I have Nethserver installed with one NIC behind a DD-WRT router and want to use it as an OpenVPN server. My reasons for using this are to be able to access computers on my LAN, to securely brows the Internet from computers and smart phones, and to access websites without restriction from locations that may traffic.
I have it configured and working in bridged mode, but I cannot get routed mode to work.
When I tried to configure it for routed mode, my client machines (Android 4.4+ and PC Windows 7) clients connect and are assigned an IP address in the routed range below but I cannot access other computers on the LAN, or browse the web. Nor does entering an IP address rather than a name in the browser work.
I am guessing I need to either set up a static route on my home gateway or on Nethserver. but experimenting failed.
Here is my configuration:
Home gateway (DD-WRT):
External IP (DHCP with Dynamic DNS)
Internal IP: 10.20.30.1, DHCP server 10.20.30.101-10.20.30.49
Nethserver IP: 10.20.30.5
Gateway is configured to forward UDP and TCP traffic to 10.20.30.5.
Nethserver OpenVPNbridged mode configuration that works:
username, password and certificate - selected.
IP range start 10.20.30.180, end: 10.20.30.199
LZO Compression selected
The routed configuration that doesn’t work:
Network: 10.20.50.0
Netmask: 255.255.255.0
Route all client traffic through VPN - selected
Allow client-to-client network traffic - selected
I am not using a site to site VPN. I want a small number of users to be able to do two things:
Access the computers on my LAN from the Internet using smartphones, PCs and Macs that have OpenVPN clients, and also to be able to route all their Internet traffic to go through the VPN.
Honestly I’ve never tested VPN routing on a server configured only with one ethernet interface.
I guess the server can’t figure out a valid route for the VPN traffic.
Maybe you can try add a static route from the page “Static routes”.
Otherwise, can you post the route table of client and server when connected?
Moreover I’m not sure about lokkit (the bult-in firewall) capabilities in this scenarios.
My suggestions are:
check the routing table of both server and client
try to install nethserver-firewall-base (and check the log /var/log/firewall.log)
FWIW, I never did get OpenVPN to work with Nethserver configured with one NIC behind my NAT gateway firewall (a DD-WRT installation).

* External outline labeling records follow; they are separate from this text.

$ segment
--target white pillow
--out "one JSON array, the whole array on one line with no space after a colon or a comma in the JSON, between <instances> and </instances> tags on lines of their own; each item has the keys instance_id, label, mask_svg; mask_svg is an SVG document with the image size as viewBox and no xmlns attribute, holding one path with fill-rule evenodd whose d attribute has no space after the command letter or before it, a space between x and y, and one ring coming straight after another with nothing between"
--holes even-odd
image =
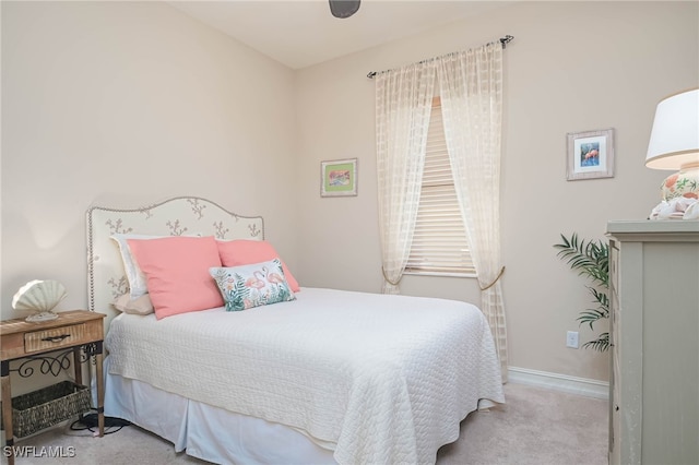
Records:
<instances>
[{"instance_id":1,"label":"white pillow","mask_svg":"<svg viewBox=\"0 0 699 465\"><path fill-rule=\"evenodd\" d=\"M117 297L111 305L125 313L150 314L155 311L151 302L151 296L147 294L133 300L129 298L128 294L123 294Z\"/></svg>"},{"instance_id":2,"label":"white pillow","mask_svg":"<svg viewBox=\"0 0 699 465\"><path fill-rule=\"evenodd\" d=\"M139 297L149 293L145 275L139 267L139 263L133 259L131 249L129 249L129 242L127 239L158 239L167 236L147 236L142 234L114 234L109 236L119 246L119 252L121 253L121 261L123 262L123 271L127 273L127 281L129 282L129 297L131 300L135 300Z\"/></svg>"}]
</instances>

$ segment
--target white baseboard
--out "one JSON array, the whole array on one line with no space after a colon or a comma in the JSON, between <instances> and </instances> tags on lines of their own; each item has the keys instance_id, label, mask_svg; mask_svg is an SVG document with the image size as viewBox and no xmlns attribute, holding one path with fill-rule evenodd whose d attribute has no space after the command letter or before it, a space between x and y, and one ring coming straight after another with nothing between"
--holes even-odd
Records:
<instances>
[{"instance_id":1,"label":"white baseboard","mask_svg":"<svg viewBox=\"0 0 699 465\"><path fill-rule=\"evenodd\" d=\"M584 395L607 401L609 383L587 378L576 378L547 371L529 370L526 368L508 367L508 381L529 384L537 388L562 391L570 394Z\"/></svg>"}]
</instances>

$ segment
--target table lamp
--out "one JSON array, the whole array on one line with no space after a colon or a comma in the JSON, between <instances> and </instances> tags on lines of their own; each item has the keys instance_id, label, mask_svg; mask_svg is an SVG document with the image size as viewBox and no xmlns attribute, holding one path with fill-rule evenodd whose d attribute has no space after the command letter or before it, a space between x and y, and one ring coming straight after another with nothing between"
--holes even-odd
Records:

This was the only thing i was trying to do with Nethserver at the time, and so I stopped spending time on it.
Recently I installed Nethserver as my NAT gateway/firewall with two NICs, and had no trouble getting it to work in routed mode on Windows PCs and my Android phone as OpenVPN clients.
EDIT: I meant to include that I did not have to any changes to the Nethserver firewall configuration or set up any routes. It just plain works.
I read it briefly and in general, it looks good. I have an action item to put in the OS X portion of the wiki. If possible, it’d be great to outline when would someone choose to use IPSec vs OpenVPN.